The App Culture is changing how Nurses look for information to serve their patients

by Angela Brooks


I hear this question more than any other business question. I work full time as a nurse Monday through Friday in Education and Training. I teach new employees the policies and procedures they will need for their job.

I leave work and head home to either one or two baseball games with my two busy athletes boys – getting home as late as 10pm at night.

I always have my iphone with me and normally have my ipad on the road as I check in on social media, write notes for a blog post or work on projects that need to be done but I don’t have time to sit at a desk to do. My smart devices are loaded with apps that help make my business run smoother with better access.

Nurses are also looking for what makes their shift have access to fastest and most up to date  information.

In the beginning of most nurses starting a new job they will be tested about certain drugs and skills that are required for the job. In the culture of today’s nurses they will pull out their handy iphone or smart phone to use an app gathering the information they need.


In the class room setting as I was preparing the new employees for the 80 question test, I placed nursing drug books on the table, not assuming everyone had a phone app to use. The first question asks before the test started “Can I use my iphone.”


In the old policy and procedures of hospitals around the United States cells phones were to be used on 15 min breaks and lunch. Now that the smart phones are becoming part of a normal day, and used by almost 53% of the population, nurses and doctor are no different. More than 75% of doctors use a smart phone.


In a interview by the Information Week  Healthcare: “The common thread is that physicians in all specialties–especially more recent graduates–are relying more and more on modern technology to advance their concern to provide medical care more efficiently, cost effectively, and ‘creatively’ through digital instruments that are readily available,” Edward McEachern, Jackson & Coker’s VP of marketing, told InformationWeek Healthcare. “What this indicates in terms of future trends is that mobile device manufacturers and companies that supply app solutions are well aware of the growing market in the healthcare field for their products and services.”


As the social media smart phone curve grows into a more detailed and defined technology our health care system is going to see the rise in uses of smart phones, and Ipad in the job setting. Policies will have to be revised to include the information access to the staff searching for the fastest and most accurate sources of information.
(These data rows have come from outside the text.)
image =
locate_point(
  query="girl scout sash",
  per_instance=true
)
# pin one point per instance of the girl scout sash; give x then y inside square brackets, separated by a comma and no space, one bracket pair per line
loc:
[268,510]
Taking the time to find a current dated drug book and flip through the pages to find the contradiction for a medication can take 10 minutes, or the nurse can pull out her smart phone type in the information she needs and have it on hand in less than a minute with up to date information.
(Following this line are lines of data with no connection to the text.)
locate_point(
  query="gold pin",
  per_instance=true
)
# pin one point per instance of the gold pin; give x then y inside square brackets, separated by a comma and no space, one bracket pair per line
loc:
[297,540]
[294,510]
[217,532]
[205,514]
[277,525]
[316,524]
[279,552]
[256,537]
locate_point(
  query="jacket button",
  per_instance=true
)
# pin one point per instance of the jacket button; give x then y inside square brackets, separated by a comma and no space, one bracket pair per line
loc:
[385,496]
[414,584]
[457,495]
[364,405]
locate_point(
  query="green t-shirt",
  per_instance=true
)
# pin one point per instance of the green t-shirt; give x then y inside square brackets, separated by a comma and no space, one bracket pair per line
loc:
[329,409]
Listed below are just a few of the top rated and most used apps that nurses have on their smart phone and ipad:


Nursing Central – drug guide, medical / nursing information, medical dictionary

Merck manual – medical info

Unbound medicine apps – nursing Dx apps (NANDA stuff), patient assessment apps

Clinical Evidence app – for evidence based procedure information

MediMath – 220 medical and nursing calculations

Eye Chart Pro – instant eye exams, and yes I have used it and it confirmed a problem

ColorTest – color blindness tests – used it on a patient as well

3D Brain – use this for patient education

Verbally – used this on a stroke patient as a communication device

NCLEX quiz cards

The Skyscape Nursing Constellation Plus App is great, a bit costly but extremely helpful.

the app includes:

Davis’s Drug Guide for Nurses

RNotes: Nurse’s Clinical Pocket Guide

Nurses, Doctors and other medical staff are using the top end apps that provides them with the best information – Apps are not going away – you will be seeing more of them an more advanced apps are coming.
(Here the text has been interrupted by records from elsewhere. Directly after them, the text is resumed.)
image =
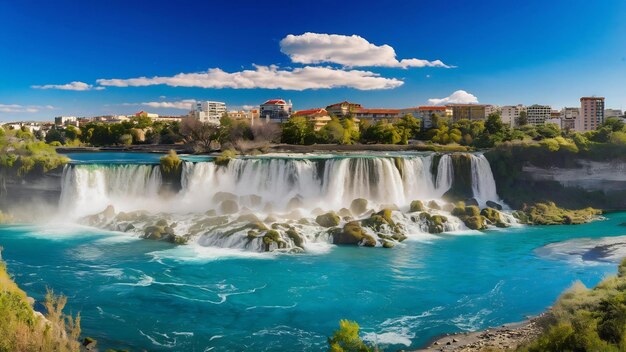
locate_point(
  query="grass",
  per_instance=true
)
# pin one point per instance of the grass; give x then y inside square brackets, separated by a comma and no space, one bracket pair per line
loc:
[23,329]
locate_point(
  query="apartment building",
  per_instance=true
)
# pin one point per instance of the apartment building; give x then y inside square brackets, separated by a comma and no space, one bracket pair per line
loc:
[425,113]
[510,114]
[538,114]
[591,113]
[471,111]
[208,111]
[275,110]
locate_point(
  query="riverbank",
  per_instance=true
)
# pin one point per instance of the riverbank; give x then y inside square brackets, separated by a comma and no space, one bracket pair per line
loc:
[507,337]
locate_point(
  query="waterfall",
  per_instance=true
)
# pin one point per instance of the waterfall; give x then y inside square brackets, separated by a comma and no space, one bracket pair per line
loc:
[483,183]
[271,184]
[87,189]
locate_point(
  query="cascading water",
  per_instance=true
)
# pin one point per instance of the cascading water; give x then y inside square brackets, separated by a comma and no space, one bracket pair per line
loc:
[234,205]
[483,183]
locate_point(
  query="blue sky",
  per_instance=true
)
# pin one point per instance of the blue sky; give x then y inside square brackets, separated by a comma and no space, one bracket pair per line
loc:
[501,52]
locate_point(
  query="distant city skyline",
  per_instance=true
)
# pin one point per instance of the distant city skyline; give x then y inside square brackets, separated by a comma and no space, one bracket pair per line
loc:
[87,59]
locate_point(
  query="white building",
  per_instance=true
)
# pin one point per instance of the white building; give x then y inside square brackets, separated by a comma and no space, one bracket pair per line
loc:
[538,114]
[275,110]
[569,116]
[613,113]
[510,114]
[66,121]
[208,111]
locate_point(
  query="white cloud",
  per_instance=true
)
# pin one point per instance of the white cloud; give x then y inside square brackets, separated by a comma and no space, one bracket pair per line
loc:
[349,51]
[269,77]
[75,85]
[16,108]
[458,97]
[181,104]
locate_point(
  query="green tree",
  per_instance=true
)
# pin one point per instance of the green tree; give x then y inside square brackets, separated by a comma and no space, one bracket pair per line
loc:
[297,130]
[347,339]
Angela Brooks 2012Angela Brooks  Nurse, speaker, author of “The Nurse Voice”, social media expert that has revolutionized MLM with social Media. She is setting a model of how to build relationships online, through social media, blogging and email. 

She was also named #22 in the Top 50 Blog of 2012, She is #2 in over all team volume, teaching her team to how to do business outside the box.


Angela Brooks is a retired nurse after 25 years in mental health. She used her lunch breaks to build her business part time on the night shift. Her car became a mobile university as she listened to business training, coaching calls on CD and phone webinars. She blogged while she was at her sons' baseball practices.